Wednesday, June 29, 2011

Couple-Tree Frittate

A frittata is a great way to make something more substantial than a snack but less filling than a meal. It's hearty enough to be satisfying but doesn't leave you feeling stuffed and immobile. The first frittata was made with leftover risotto, bound with eggs and cooked entirely in the sauté pan. The risotto has the effect of adding additional moisture and softening the texture of the egg curd, so for a frittata of this type I wouldn't add any milk, water or stock to extend the eggs. When the frittata was nicely browned, I turned it out on the plate and garnished it with some diced heirloom tomato, rosettes of prosciutto, a chiffonade of mint and a siracha-garlic aoli with sesame oil and smoked paprika.

The mint plant has made the anger-shift from Bruce Banner to Incredible Hulk out back in the alley. Probably got peed on by something.* Forgive me honey we'll be garnishing with mint until he calms down.

The second frittata was formed in the skillet and finished under the broiler. I'll explain why in a minute. I've been on a kind of fennel kick lately, and I happened to find another apple-bottomed beauty at Andy's, so I offered her a cigarette and talked her into going home with me. Didn't get her name. Still got it fellas, just like Hef, hyachachacha. I sliced the fennel super thin, preserving the core for nice big fan-shaped pieces.

I started the whole affair with some 1/2-inch cubes of Paulina Market's house-smoked bacon and a little olive oil. Super delicious bacon. When the bacon was colored all over but not yet hard and gnarly, I added the fennel slices and sautéed them until they were just starting to color. I waited until the fennel was almost done to add some diced roasted red pepper and chopped garlic. I didn't want to risk overcooking them because the fennel can take her goddamn time getting ready jesus what are you doing in there come on we're already late. No you look fantastic. No the other one was not better. Okay if you think so but hurry. Yes you look fantastic. Jesus now with the hair. Are you kidding me.
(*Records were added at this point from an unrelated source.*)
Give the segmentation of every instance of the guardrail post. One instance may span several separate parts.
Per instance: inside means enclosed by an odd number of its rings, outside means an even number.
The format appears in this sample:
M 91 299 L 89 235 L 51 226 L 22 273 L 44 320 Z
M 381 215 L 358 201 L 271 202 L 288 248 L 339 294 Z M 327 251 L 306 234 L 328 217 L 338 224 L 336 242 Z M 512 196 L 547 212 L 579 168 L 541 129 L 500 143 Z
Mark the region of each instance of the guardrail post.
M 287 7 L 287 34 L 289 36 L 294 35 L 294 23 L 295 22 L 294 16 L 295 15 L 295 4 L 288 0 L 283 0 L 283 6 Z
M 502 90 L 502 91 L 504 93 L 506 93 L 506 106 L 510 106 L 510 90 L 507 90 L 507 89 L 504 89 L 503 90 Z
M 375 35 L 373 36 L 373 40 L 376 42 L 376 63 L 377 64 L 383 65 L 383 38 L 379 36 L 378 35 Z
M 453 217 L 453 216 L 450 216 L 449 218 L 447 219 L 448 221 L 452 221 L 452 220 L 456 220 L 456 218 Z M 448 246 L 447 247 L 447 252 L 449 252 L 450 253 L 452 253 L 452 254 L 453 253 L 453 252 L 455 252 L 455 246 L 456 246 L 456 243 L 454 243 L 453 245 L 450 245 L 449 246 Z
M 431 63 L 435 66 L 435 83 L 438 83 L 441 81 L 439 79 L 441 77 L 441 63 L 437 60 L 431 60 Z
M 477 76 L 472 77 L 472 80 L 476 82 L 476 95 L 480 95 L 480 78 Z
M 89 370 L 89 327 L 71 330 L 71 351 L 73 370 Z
While all that was going on I prepared the eggs. I used four eggs, mixed with a splash of sesame oil, some grated nutmeg, black pepper and a couple tablespoons of vegetable stock to lighten the curd. I chopped a couple of scallions and a handful of the fennel fronds real fine and mixed them with the eggs. I poured the eggs over the fennel and bacon, lowered the fire to moderate and covered the skillet to set the eggs. After a couple of minutes the bottom of the frittata was set but the top still had lagoons of runny egg. If I left the pan on the fire to set the frittata completely the bottom would most likely toughen and be unpleasant to eat, so I moved the skillet into the broiler to finish. I didn't want to brown the top or make a hard crust of it, just set the eggs without too much color and without toughening the bottom.

When the top of the frittata was set, I garnished it with the remaining chopped fennel frond, some celery leaves, a dusting of smoked paprika, olive oil and sea salt.

Comparing the two frittate (note pretentious italian plural), the risotto frittata had a fuller mouth sensation, almost like a rice pudding due to the bulking effect of the risotto, and the binding effect of the egg was helped along by the caramelization of the surface, which forms a kind of membrane and keeps the interior moist. The fennel frittata had a more substantial texture due to the big pieces of vegetables, but the mediating egg was soft and giving. They are fundamentally different dishes, despite sharing eggs as a principle ingredient and being made in the same skillet.

*Not what she said. I'm not going to do that for you every time.**

** That's what she said.


  1. I love a man who can get sexy with fennel. I prefer the broiler method myself when it comes to making a frittata, especially with a slice of good provolone melted on top.

  2. How do you prefer to cook bacon? It usually takes me 20 minutes on low heat, with constant flipping. It usually comes out non-crunchy, but delicious.

  3. I generally get a piece of bacon and cut it myself, since I'm usually using it in cooking rather than as breakfast. I treat it like I do most pork, starting in a cold skillet so the meat comes up to temperature gradually. I usually only turn it once unless it's little lardons, which I toss regularly. Doesn't take anywhere close to 20 minutes, maybe 7 or 8.